Let’s face it. In today’s world many people would rather be an Independent Contractor (1099) rather than an Employee (W-2) of a company especially in the trade services. As an example, I have a client in the janitorial/mold remediation industry. Two years prior he began the process of attempting to convert his 1099 workers to W-2. Today, not one converted. They all wanted to stay as a 1099 for the freedom to freelance and obtain work out of different revenue streams. There are pros and cons of conducting business in a model like this but that is for an entirely different point in time.
The U.S Labor Department has an extensive 6-Part Test for classifying Employees vs. Independent Contractors.
Are you prepared to take this exam?
The most current and notable case is with Uber. Uber claims to have all Independent Contractors working for them while the state of California Labor Commission ruled they are in fact Employees.

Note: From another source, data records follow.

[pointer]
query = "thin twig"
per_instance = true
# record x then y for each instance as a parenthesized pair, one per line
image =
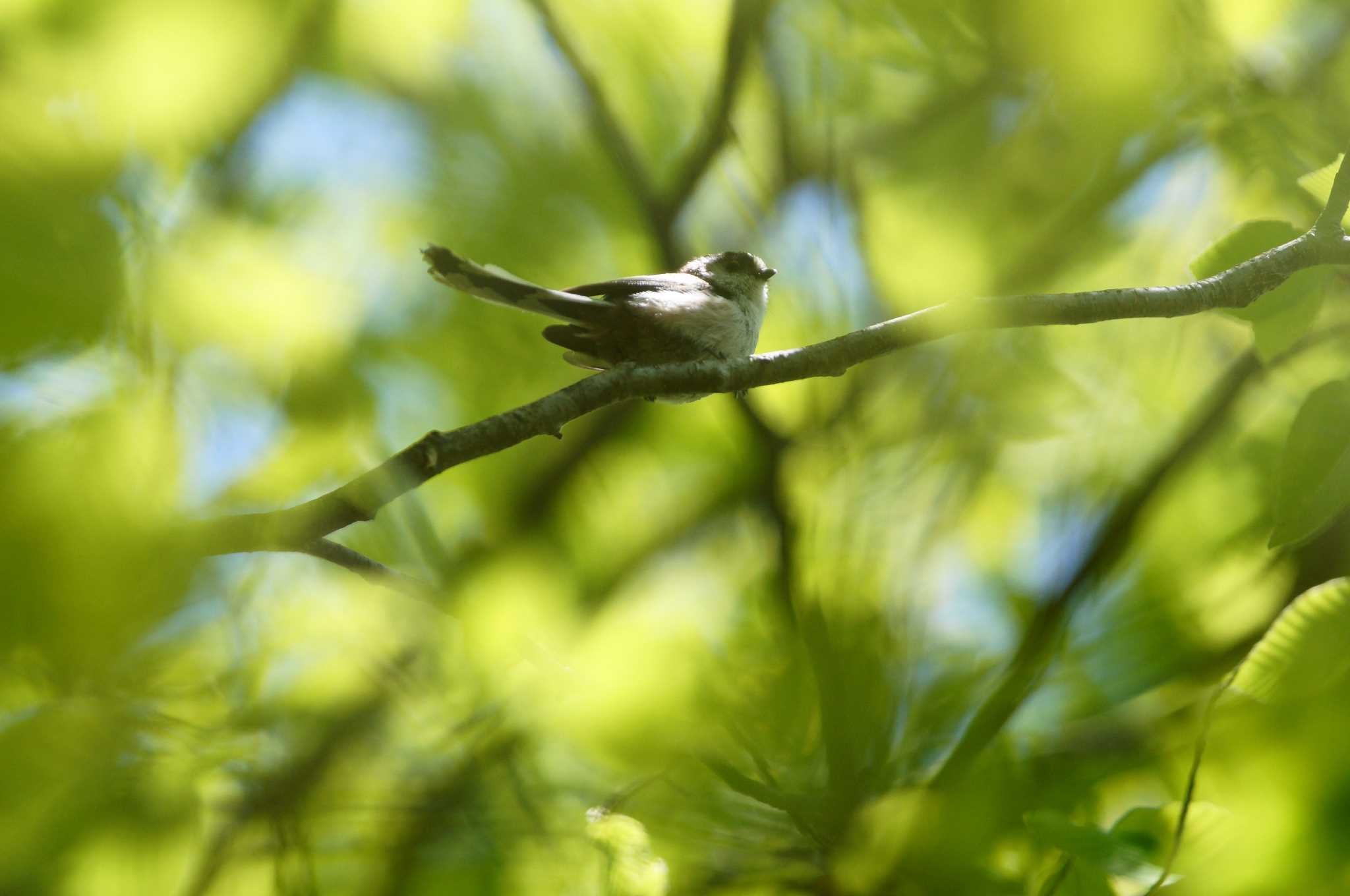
(1329, 223)
(1191, 776)
(370, 570)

Below are the 6 ways the U.S Labor Department will classify.
- Is the Work an Integral Part of the Employer’s Business?
- Does the Worker’s Managerial Skill Affect the Worker’s Opportunity for Profit or Loss?
- How Does the Worker’s Relative Investment Compare to the Employer’s Investment?
- Does the Work Performed Require Special Skill and Initiative?
- Is the Relationship between the Worker and the Employer Permanent or Indefinite?
- What is the Nature and Degree of the Employer’s Control?
How did you do? Would your Independent Contractors withstand this test or would they be converted to Employees?
What would the ramifications be if the Labor Department ruled not in your favor?